As biologists, we were pretty late to the virus party–shoot, we pretty much knew what cells were shortly after the first microscopes were built in the 1600s, but it somehow took until the 1800s to know that there was something smaller that could cause disease–so it is no surprise that there is still a lot for us to learn about the tiny “non-filterable agents.” Appropriately, a recent paper in Nature claimed to find over 1000 distinct viruses that are all new to science. To make this discovery, the scientists first had to pick a group of cellular hosts in which to look for viruses. They settled on invertebrates, a diverse group of animals that include everything from insects and squids to sea urchins and earthworms. They also had to decide what type of viruses they would look for, opting to search for RNA viruses, which invade a host using RNA instead of DNA as their genetic material. By collecting and sequencing RNA from over 200 different invertebrate species, they were able to piece together long strands of RNA using the sequencing data and a computer program. However, those long reconstructed strands of RNA did not necessarily come from a virus present within the host. Host cells make their own RNA all of the time using their own DNA as a template. In order to be sure that the piece of RNA they found originated in a virus, they needed a signature that could only be present in a viral RNA. They found that signature in the form of a RNA virus-specific gene called “RNA-dependent RNA polyermase” or RdRp. RNA viruses use RdRp to copy their RNA genome when they invade a host cell, but they have to bring their own as part of their RNA genome; animals just do not have an RdRp. (That is, unless you believe this group that claims to have found a possibly-functional RdRp gene in a bat genome. I hope you will agree with me when I say that living things tend to be amazing because all of the rules we have about them are inevitably broken in some other organism.)

With this handy tool to distinguish viral RNAs from the rest of the pool, the authors had a field day discovering new RNA viruses. In addition to classifying viruses based on the host they were discovered within, they also used a technique known as “phylogenetics” to compare the RNA sequence of all viruses in order to place them on a tree of life relative to each other. Since all life on earth can ultimately trace its root back to one common ancestor that is the evolutionary relative to all of us, from human to bacterium, we can compare the nucleic acid sequences of organisms or viruses in order to infer their evolutionary distance from each other. For example, two viruses with relatively similar RdRp genes would be inferred to be quite closely related compared to a third virus with less sequence in common in the RdRp gene.

These new viruses were not discovered as human pathogens, so it is unlikely that this finding will have any direct medical relevance.
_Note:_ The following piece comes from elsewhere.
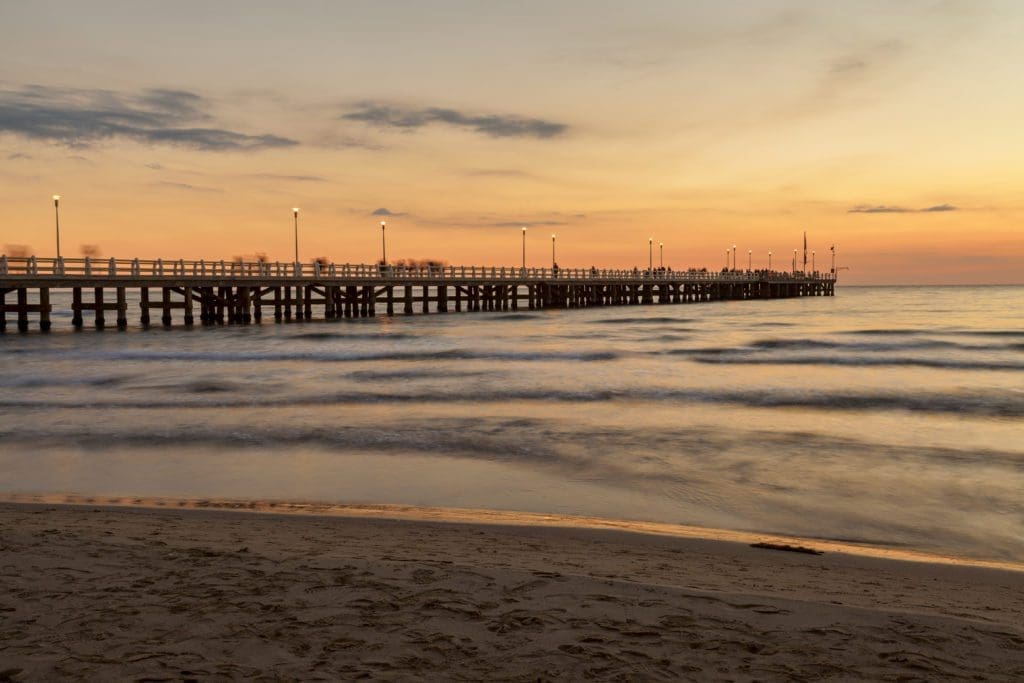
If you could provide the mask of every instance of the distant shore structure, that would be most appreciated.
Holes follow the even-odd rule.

This result can instead be useful for ecologists and evolutionary biologists who want to understand the variety of viruses that infect the invertebrates studied. Moreover, since we know quite a lot about the evolutionary relationships between different invertebrates–owing to us having studied them quite intensely for decades or even centuries–we can now use the new phylogenetic information about viral genome relatedness to start to ask questions about how the viruses co-evolved with their hosts. For instance, a group of related beetles may tend to be infected with related RNA viruses. If this is the case, then it is possible that an early ancestor of those RNA viruses made a living infecting an early ancestor of those beetles. Basic studies like that might also help us to someday understand host-virus co-evolution in humans and our viruses. After all, humans are in no danger of hitting an evolutionary brick wall, and neither are our viral foes.